We present the case of a 48-year-old-woman from Ecuador who was diagnosed with systemic lupus erythematosus in March 2004 based on symmetric polyarthritis which affected the wrists and small joints of the hands, as well as oral ulcers, Coombs-positive hemolytic anemia, leukopenia and positive antinuclear, anti-DNA, anti-Sm, antiribonucleoprotein, anti-Ro/SSA and IgM and IgG anticardiolipin antibodies. In May 2004 she developed proteinuria and a renal biopsy was compatible with class IIIC lupus nephritis (focal sclerosing).1 Prednisone was started at 1mg/kg/day in a descending pattern as well as azathioprine 100mg/day, with good clinical response, but the latter was temporarily suspended in May 2009 due to herpes zoster and definitively in October 2010 due to persistent lymphopenia.
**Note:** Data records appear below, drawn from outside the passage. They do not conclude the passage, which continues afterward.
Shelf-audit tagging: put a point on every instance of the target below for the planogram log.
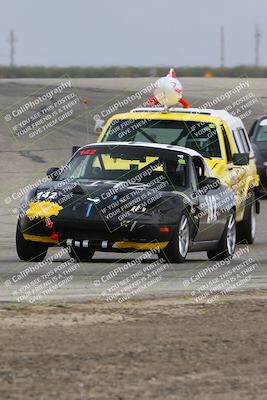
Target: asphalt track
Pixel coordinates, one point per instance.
(27, 161)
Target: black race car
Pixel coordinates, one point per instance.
(129, 197)
(258, 138)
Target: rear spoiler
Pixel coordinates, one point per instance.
(74, 149)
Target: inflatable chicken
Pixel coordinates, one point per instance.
(168, 91)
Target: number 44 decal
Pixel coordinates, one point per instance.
(212, 208)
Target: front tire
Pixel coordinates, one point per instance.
(28, 250)
(247, 228)
(177, 249)
(227, 243)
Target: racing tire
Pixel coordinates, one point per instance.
(227, 243)
(247, 228)
(28, 250)
(81, 254)
(177, 249)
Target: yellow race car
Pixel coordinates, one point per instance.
(215, 134)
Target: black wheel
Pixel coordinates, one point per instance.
(227, 244)
(81, 254)
(247, 228)
(177, 249)
(28, 250)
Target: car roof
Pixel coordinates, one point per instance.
(234, 122)
(179, 110)
(180, 149)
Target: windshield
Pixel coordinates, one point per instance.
(262, 132)
(121, 163)
(199, 136)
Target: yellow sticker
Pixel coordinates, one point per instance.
(43, 209)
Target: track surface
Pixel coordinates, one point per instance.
(25, 163)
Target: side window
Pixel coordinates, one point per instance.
(245, 140)
(227, 144)
(238, 141)
(199, 169)
(194, 182)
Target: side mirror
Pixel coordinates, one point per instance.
(210, 183)
(53, 173)
(241, 158)
(74, 149)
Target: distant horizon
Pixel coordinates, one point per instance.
(125, 33)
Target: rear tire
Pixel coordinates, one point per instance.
(247, 228)
(227, 243)
(28, 250)
(81, 254)
(177, 249)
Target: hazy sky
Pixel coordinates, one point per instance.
(132, 32)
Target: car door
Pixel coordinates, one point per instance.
(211, 213)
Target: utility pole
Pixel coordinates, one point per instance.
(222, 46)
(12, 41)
(257, 45)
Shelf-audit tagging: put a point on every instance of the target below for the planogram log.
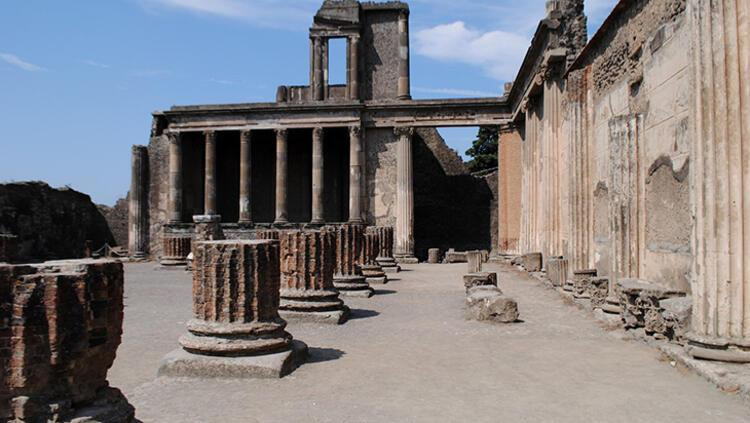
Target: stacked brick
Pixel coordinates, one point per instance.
(236, 300)
(7, 248)
(348, 278)
(307, 265)
(175, 249)
(60, 326)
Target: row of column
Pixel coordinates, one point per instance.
(245, 217)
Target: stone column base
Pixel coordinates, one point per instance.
(353, 286)
(180, 363)
(731, 351)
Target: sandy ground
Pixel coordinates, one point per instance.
(408, 355)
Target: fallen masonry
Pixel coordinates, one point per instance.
(60, 327)
(236, 332)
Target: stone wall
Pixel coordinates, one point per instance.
(50, 223)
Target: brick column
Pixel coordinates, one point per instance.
(404, 79)
(720, 168)
(175, 177)
(405, 197)
(246, 215)
(308, 260)
(355, 174)
(209, 206)
(138, 204)
(281, 176)
(318, 177)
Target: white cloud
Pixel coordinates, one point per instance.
(454, 92)
(21, 64)
(498, 53)
(266, 13)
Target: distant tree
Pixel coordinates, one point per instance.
(483, 150)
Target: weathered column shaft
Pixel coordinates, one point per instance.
(175, 178)
(353, 50)
(318, 177)
(404, 83)
(405, 194)
(245, 178)
(317, 84)
(721, 180)
(138, 203)
(281, 176)
(209, 207)
(355, 174)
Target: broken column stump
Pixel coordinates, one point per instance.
(532, 262)
(307, 293)
(640, 300)
(348, 278)
(474, 261)
(385, 258)
(8, 246)
(175, 250)
(433, 256)
(371, 270)
(60, 327)
(236, 331)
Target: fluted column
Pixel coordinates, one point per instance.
(246, 214)
(281, 176)
(404, 196)
(318, 177)
(209, 207)
(317, 83)
(404, 83)
(355, 174)
(354, 67)
(138, 203)
(175, 177)
(721, 180)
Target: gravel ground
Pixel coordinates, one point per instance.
(408, 355)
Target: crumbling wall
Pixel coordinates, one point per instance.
(51, 223)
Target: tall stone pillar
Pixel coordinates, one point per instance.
(175, 177)
(308, 259)
(317, 82)
(721, 180)
(353, 50)
(318, 177)
(138, 204)
(236, 330)
(246, 214)
(281, 176)
(404, 197)
(404, 81)
(209, 206)
(355, 174)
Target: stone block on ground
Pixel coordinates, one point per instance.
(486, 305)
(480, 279)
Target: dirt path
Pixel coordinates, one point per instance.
(409, 355)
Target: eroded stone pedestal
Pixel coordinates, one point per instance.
(237, 325)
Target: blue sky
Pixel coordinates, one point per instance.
(78, 80)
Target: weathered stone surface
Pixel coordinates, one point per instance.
(60, 326)
(487, 305)
(51, 223)
(640, 304)
(480, 279)
(532, 262)
(433, 256)
(307, 290)
(474, 261)
(175, 249)
(7, 248)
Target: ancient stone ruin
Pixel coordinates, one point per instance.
(60, 326)
(236, 331)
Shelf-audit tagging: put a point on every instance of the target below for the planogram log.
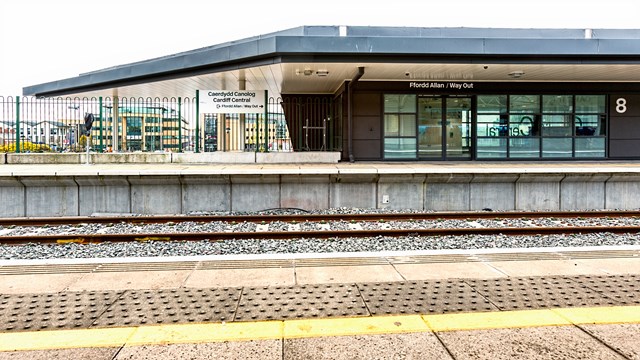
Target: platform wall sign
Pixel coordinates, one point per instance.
(232, 101)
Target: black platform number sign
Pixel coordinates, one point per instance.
(88, 123)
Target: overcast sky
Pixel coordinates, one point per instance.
(48, 40)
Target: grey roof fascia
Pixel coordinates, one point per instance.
(267, 49)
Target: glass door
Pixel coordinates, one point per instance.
(430, 127)
(458, 129)
(444, 127)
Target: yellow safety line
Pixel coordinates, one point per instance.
(292, 329)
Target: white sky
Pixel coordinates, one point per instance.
(48, 40)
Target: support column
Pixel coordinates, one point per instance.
(241, 128)
(114, 120)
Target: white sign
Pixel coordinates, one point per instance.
(232, 101)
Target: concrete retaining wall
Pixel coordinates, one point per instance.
(318, 157)
(171, 194)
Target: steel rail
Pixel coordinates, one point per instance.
(258, 218)
(320, 234)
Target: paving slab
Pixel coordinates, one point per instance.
(262, 349)
(300, 301)
(241, 277)
(64, 354)
(131, 280)
(523, 293)
(398, 346)
(613, 266)
(422, 297)
(346, 274)
(621, 337)
(448, 271)
(54, 311)
(545, 268)
(553, 343)
(37, 283)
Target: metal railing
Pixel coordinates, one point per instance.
(292, 123)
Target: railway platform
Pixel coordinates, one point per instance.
(471, 304)
(185, 188)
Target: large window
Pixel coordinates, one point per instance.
(399, 126)
(541, 126)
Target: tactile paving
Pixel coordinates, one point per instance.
(29, 312)
(422, 297)
(300, 301)
(139, 307)
(624, 289)
(538, 292)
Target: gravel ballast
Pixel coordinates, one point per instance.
(331, 245)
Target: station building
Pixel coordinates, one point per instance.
(412, 94)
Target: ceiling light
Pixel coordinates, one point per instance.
(305, 72)
(516, 74)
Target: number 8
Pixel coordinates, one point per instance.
(621, 105)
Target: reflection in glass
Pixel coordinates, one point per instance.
(496, 104)
(557, 147)
(399, 125)
(524, 104)
(524, 148)
(523, 125)
(590, 104)
(430, 127)
(591, 125)
(400, 148)
(557, 103)
(399, 103)
(492, 148)
(458, 129)
(590, 147)
(556, 125)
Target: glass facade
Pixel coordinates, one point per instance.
(541, 126)
(501, 127)
(399, 126)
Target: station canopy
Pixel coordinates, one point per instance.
(319, 59)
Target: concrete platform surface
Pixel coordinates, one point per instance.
(503, 167)
(586, 305)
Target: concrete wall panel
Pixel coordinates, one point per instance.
(623, 193)
(499, 196)
(402, 191)
(155, 194)
(583, 192)
(11, 197)
(103, 195)
(538, 192)
(305, 192)
(255, 192)
(493, 191)
(447, 192)
(353, 191)
(206, 193)
(50, 196)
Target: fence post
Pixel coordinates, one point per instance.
(101, 135)
(179, 124)
(17, 124)
(197, 121)
(266, 121)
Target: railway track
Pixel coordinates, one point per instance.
(74, 220)
(320, 234)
At that time hydroxychloroquine was added at a dose of 200mg/day, but the patient developed hyperpigmentation after 12 months on the drug. Physical examination showed a generalized bluish-gray pigmentation, which was more intense on the face and back of the hands (Fig. 1), as well as longitudinal bands of similar characteristics on the nails of the second finger of the left hand and the third finger on both hands (Fig. 2). No evidence of hyperpigmentation of the mucosal surfaces was seen. Laboratory analyses, including blood chemistry, hemogram, hormones (thyroid stimulating hormone, cortisol, ACTH) and acute phase reactants were within normal ranges. After reasonably ruling out other causes of generalized hyperpigmentation, including Addison's2 disease, this event was attributed to treatment with hydroxychloroquine. However, we decided to continue the drug, in spite of the esthetic considerations, due to the high risk of SLE reactivation after its withdrawal,3 with the pigmentation remaining stable during follow up and without the development of ocular manifestations.

Fig. 1.

Hyperpigmentation on the back of the hands and lineal melanonychia.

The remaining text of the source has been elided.